Use a formal voice. Problem statements are almost always used for serious proposals
and projects. Because of this, you'll want to use a formal, dignified writing style (the
same as the style hopefully used for the body of the document) in the problem
statement. Keep your writing clear, plain, and direct. Don't attempt to win your reader
over by taking a friendly or casual tone in your problem statement. Don't use humor or
jokes. Don't include pointless asides or anecdotes. Don't use slang or colloquialisms.
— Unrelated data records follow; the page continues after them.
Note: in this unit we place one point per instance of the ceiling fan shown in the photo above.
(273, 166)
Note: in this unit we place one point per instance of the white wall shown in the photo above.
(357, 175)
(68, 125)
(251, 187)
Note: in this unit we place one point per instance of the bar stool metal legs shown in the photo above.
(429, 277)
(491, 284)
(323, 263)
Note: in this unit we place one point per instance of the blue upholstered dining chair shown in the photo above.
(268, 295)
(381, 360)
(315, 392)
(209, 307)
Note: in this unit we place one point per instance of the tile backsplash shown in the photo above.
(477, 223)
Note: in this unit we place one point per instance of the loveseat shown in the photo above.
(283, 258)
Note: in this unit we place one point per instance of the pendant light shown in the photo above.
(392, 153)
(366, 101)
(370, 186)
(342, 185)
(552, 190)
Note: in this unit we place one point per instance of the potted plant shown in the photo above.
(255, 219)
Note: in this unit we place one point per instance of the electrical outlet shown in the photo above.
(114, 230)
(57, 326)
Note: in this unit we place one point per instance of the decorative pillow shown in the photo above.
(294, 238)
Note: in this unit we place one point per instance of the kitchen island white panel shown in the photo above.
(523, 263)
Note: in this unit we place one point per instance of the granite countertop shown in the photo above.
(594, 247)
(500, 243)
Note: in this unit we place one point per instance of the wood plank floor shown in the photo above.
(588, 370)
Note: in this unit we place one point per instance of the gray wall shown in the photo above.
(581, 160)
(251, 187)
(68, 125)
Good problem statements know that they have a job to accomplish and don't waste any
time or ink on unnecessary content.
 The closest you can usually get to including purely "entertaining" content in academic
writing in the humanities. Here, occasionally, it's possible to encounter problem
statements that begin with a quote or epigraph. Even in these cases, however, the
quote has some bearing on the problem being discussed and the rest of the problem
statement is written in a formal voice.

Always proofread for errors. This is a must for all forms of serious writing — no first
draft has ever existed that couldn't have benefited from the careful eye of a good
proofreader. When you finish your problem statement, give it a quick read. Does it seem
to "flow" properly? Does it present its ideas coherently? Does it seem to be logically
organized? If not, make these changes now. When you're finally satisfied with the
structure of your problem statement, double-check it for spelling, grammar, and
formatting errors.
 You'll never regret re-reading your problem statement before you turn it in. Since, by its
very nature, the problem statement is usually the first part of a proposal or report that
someone will read, any errors here will be especially embarrassing for you and can
even reflect negatively on your entire document.